Выбрать главу

Так обстоит дело со схемами, будь то цикличности, линейности, универсализации или индивидуализации. Они могут оказаться кстати лишь для того, чтобы, отодвинув их, оставить место для чего-то более уместного. – Но ведь от авторов, древних и новых, мы часто слышим о повторении того же самого? от Платона, от Ницше? Да, только это не значит что они мыслят в схемах цикличности. Мы тоже говорим: Ренессанс это возвращение, восстановление, восстание. Значит ли это, что мы сначала имеем в голове схему возвращения и потом подгоняем событие под неё? Мы не Ренессанс хотим понять из идеи возвращения, а наоборот, возвращение пытаемся осмыслить из того, что встречаем и встретим в том едином событии, которое осветило себя и всё вокруг.

Как весело отмести, мстительно и жестоко, все важные учительные голоса, которые от своей пустоты становились командирскими и диктовали, как надо понимать одно и другое. Но вести спор с ними вовсе не обязательно. Нас захватили ведь не они, а то, что случилось раньше чем пришел индивид со своим самосознанием и начал компенсировать свое опоздание глобализмом своих универсализаций.

Только кажется, что без отправных концепций, которые потом надо будет выверять и опровергать, без исходных гипотез не будет встречи с фактами.

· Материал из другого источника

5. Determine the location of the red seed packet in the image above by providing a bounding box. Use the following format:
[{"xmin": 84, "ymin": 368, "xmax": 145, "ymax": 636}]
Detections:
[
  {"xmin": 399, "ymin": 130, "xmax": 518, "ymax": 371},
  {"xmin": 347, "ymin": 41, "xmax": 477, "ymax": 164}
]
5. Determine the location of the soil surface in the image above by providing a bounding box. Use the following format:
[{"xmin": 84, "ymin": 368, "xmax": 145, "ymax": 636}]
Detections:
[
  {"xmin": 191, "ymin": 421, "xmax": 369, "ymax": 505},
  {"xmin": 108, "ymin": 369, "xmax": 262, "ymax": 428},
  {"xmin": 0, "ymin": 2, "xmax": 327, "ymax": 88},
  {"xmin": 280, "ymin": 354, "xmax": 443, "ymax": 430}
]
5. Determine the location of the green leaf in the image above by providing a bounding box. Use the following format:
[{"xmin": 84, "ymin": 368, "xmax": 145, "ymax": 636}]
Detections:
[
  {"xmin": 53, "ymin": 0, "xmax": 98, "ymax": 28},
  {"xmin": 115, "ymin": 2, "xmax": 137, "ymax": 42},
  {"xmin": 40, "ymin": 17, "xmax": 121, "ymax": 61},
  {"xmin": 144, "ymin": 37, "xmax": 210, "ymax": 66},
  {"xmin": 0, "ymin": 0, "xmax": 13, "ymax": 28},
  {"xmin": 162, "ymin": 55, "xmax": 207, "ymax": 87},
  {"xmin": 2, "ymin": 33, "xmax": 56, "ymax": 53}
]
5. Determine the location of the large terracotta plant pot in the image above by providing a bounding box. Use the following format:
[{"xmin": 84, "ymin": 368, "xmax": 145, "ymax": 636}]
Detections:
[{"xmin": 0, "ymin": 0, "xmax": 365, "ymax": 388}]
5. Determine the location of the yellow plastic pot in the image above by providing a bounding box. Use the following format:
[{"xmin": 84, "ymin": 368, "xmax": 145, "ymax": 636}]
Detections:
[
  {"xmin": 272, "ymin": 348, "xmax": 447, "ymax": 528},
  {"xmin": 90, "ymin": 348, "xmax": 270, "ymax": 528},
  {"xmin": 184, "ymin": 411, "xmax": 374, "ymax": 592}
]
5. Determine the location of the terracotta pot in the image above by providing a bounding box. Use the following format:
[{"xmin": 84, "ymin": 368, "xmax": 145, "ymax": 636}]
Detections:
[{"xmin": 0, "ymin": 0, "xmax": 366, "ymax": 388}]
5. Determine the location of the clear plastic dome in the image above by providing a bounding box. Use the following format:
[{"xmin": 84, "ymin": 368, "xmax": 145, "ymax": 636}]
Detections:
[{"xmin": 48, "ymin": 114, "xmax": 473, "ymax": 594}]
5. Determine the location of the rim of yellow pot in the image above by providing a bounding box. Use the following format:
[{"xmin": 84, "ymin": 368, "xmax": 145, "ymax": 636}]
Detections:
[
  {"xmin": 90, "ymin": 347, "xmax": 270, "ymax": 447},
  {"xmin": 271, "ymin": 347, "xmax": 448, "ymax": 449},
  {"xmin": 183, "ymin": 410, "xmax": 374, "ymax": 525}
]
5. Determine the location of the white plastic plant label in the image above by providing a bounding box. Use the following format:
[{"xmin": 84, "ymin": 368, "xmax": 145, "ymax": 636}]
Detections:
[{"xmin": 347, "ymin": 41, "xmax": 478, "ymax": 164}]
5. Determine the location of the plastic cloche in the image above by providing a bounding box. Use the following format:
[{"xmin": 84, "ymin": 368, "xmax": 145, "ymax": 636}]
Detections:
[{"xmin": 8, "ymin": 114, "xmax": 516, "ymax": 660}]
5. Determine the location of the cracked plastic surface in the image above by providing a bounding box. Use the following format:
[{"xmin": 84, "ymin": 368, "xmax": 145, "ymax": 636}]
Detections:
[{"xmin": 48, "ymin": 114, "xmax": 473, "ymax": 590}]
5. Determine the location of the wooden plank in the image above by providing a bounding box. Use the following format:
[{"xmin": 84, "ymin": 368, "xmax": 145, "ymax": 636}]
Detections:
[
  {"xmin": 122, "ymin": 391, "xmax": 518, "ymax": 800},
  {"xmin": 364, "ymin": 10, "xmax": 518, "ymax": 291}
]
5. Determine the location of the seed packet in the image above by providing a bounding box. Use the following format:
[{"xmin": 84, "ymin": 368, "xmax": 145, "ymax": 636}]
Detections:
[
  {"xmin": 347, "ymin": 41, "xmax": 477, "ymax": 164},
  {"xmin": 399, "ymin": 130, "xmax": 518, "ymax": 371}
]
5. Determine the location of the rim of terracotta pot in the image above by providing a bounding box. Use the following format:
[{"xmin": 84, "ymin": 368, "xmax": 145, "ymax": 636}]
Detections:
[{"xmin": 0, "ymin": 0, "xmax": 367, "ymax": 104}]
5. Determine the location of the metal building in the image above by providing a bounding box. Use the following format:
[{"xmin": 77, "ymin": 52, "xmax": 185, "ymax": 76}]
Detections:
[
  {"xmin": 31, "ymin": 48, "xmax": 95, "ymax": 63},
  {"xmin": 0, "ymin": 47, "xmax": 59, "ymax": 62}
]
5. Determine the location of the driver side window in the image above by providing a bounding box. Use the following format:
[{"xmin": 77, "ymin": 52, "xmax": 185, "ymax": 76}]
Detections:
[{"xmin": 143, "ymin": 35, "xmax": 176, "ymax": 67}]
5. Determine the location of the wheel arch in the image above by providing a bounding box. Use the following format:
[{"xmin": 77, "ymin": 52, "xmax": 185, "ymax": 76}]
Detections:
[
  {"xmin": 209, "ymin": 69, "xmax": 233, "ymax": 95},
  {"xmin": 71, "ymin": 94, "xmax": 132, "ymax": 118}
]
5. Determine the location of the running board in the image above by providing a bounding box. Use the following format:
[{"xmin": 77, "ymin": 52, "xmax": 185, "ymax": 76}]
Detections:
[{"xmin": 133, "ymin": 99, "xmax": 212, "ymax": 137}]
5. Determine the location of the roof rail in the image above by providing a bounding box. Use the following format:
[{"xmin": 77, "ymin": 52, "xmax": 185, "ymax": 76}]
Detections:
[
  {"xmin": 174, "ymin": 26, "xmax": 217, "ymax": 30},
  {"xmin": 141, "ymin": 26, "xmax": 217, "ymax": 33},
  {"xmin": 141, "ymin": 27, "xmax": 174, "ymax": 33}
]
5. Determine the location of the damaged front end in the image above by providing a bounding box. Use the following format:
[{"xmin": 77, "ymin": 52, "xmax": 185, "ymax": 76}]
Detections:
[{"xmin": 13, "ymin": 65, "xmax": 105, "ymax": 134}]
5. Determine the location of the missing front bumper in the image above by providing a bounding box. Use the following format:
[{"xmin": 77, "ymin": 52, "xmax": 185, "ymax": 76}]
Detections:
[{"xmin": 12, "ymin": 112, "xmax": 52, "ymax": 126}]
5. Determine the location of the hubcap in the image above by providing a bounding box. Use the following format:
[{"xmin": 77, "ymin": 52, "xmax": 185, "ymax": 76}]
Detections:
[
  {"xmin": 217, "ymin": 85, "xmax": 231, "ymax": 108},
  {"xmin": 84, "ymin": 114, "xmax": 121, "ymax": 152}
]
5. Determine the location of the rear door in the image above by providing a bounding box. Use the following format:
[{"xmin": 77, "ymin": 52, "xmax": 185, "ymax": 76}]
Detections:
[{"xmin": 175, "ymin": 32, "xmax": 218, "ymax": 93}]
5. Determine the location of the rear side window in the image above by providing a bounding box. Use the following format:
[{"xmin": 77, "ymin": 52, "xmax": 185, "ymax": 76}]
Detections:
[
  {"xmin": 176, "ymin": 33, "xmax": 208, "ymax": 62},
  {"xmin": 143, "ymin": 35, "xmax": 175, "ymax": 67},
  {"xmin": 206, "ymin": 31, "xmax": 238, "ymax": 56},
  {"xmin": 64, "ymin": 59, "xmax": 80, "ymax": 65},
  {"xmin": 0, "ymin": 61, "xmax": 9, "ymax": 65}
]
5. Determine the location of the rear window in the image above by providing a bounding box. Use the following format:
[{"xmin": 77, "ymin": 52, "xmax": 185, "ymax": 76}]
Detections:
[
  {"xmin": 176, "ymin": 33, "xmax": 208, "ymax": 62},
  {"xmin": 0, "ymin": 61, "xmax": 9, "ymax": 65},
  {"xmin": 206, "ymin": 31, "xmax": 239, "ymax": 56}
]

Вещи это всегда вести, событие приходит всегда как сообщение, новое слово в истории. Другое дело, что его трудно услышать. Намного легче, даже читая авторов, слышать только самих себя. Но весело возвращение к говорящему миру из искусственной ситуации, где вещи сначала препарированы, а потом расчерчены схемами. Нужно расслышать открытые голоса Данте, Петрарки, Боккаччо, Боттичелли, Рафаэля, Микеланджело, Гвиччардини, Леонардо да Винчи, всего этого двухсотлетия, которое прошло от философа-поэта до его почитателя, философа – художника.

Было бы смешно, если бы то, что необходимо увидеть, мы искали бы в предложенной нам клетке классификации. Подходя без концепций, концепции мы и не построим. Будем заниматься только особенностями, случаями (casi Леонардо), подробностями. Наша цель не подвести Ренессанс под обобщенные понятия, а из них окончательно вывести. Наш бунт против схем отвечает замыслу события и помогает распознать именно его. Ренессансов много – и он один не как период в годах, не как собрание содержательных признаков, а как восстание.

Частое или может быть даже постоянное настроение Ренессанса негодование, indignatio. Ренессансное слово редко поучительно, чаще гневно. Мы должны вглядеться в то – недолгое – время, когда философская поэзия смела возмущаться тем, что мир не спешит выполнить ее категорическое требование к нему. Она имела замысел мира и потому смела заговорить с целым светом, требуя от него возвращения к своему замыслу. Отозвалось ли человечество на тот призыв? Ххотя бы поняло его? Этот вопрос до сих пор обращен к нам. Но даже когда слово философии, поэзии, веры не слышат, оно и так открывает мир. Даже если Ренессанс не был понят и подхвачен, он всё равно изменил историю.

Что событие может войти в историю и без того чтобы его поняли, не значит, что всё равно, пытаемся мы его понять или нет, достигаем ли понимания его необъятности или запираем в схему. Наоборот, от этой нашей попытки всё для нас зависит, хотя и сейчас и всегда событие сбывается без нашего согласия, санкции или допущения. Если мы его не вместим, нам станет меньше места в нашей истории.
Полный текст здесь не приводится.